Bizet
Les Pêcheurs de Perles – Opera in three Acts to a libretto by Eugène Cormon & Michel Carré [edition by Martin Fitzpatrick for ENO, sung in an English translation by Fitzpatrick with English surtitles]
Zurga – Jacques Imbrailo
Nadir – Robert McPherson
Leïla – Claudia Boyle
Nourabad – James Creswell
English National Opera Chorus & Orchestra
Roland Boër
Penny Woolcock – Director
Andrew Dawson – Movement Director
Dick Bird – Set Designer
Kevin Pollard – Costume Designer
Jen Schriever – Lighting Designer
Ian Jackson-French – Revival Lighting Designer
59 Productions – Video Designer
Reviewed by: Nick Breckenfield
Reviewed: 19 October, 2016
Venue: The Coliseum, London
First seen in 2010, and already on its second revival at the London Coliseum (whereas co-producer New York’s Metropolitan Opera only saw its first production at the end of last year), The Pearl Fishers makes a very welcome return to ENO’s repertoire. Penny Woolcock’s production boasts one of the most mesmerising stage effects to start of any opera. Taking its cue from the opera’s title, movement director Andrew Dawson uses trapeze artists to slowly dive the whole height of the stage then breast-stroke up, behind a gauze onto which shimmering lighting and subtly videoed bubbles create the startling idea that the performance has been turned into a massive aquarium.
The striking effect returns in the second Act before Nadir seeks out the Priestess who he has recognised as his Leïla – hunting out a human pearl rather than an underwater one. Woolcock and designer Dick Bird pursue the water effect with the blue sheet that billows menacingly during the tempest scene that the local population, following James Creswell’s imposing priest Nourabad, believe is the result of Nadir and Leïla’s indiscreet (and forbidden) liaison. We’re in a coastal Sri Lankan shanty town, modern times with the ever-present threat of a 2004 Boxing Day Indonesian-like tsunami (rather pertinent currently with the full horror of Hurricane Martin’s devastation of Haiti still to be confirmed). No wonder the populace in the first scene are so keen on Brahma and Claudia Boyle’s Leíla, the new priestess delivered with head covered, as well as a popular politician like Jacques Imbrailo’s Zurga, who they agree to follow unquestionably.
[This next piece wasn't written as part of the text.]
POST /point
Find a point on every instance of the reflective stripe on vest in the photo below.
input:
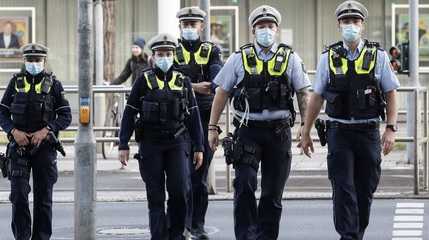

Operatic tragedy ensues, swathed in Bizet’s wonderful melodic and orchestral imagination, belying the oft-spouted opinion that Les Pêcheurs de Perles is a one-hit wonder (that duet again). Admittedly its melody does return at heightened moments, but there is much other memorable music to enjoy, especially from Robert Boër and ENO’s Orchestra. It’s an opera that deserves to come out of the shadows of Carmen (indeed, I’d much rather see Pearl Fishers than Carmen) and Woolcock’s subtly developing production is a real feather in ENO’s cap.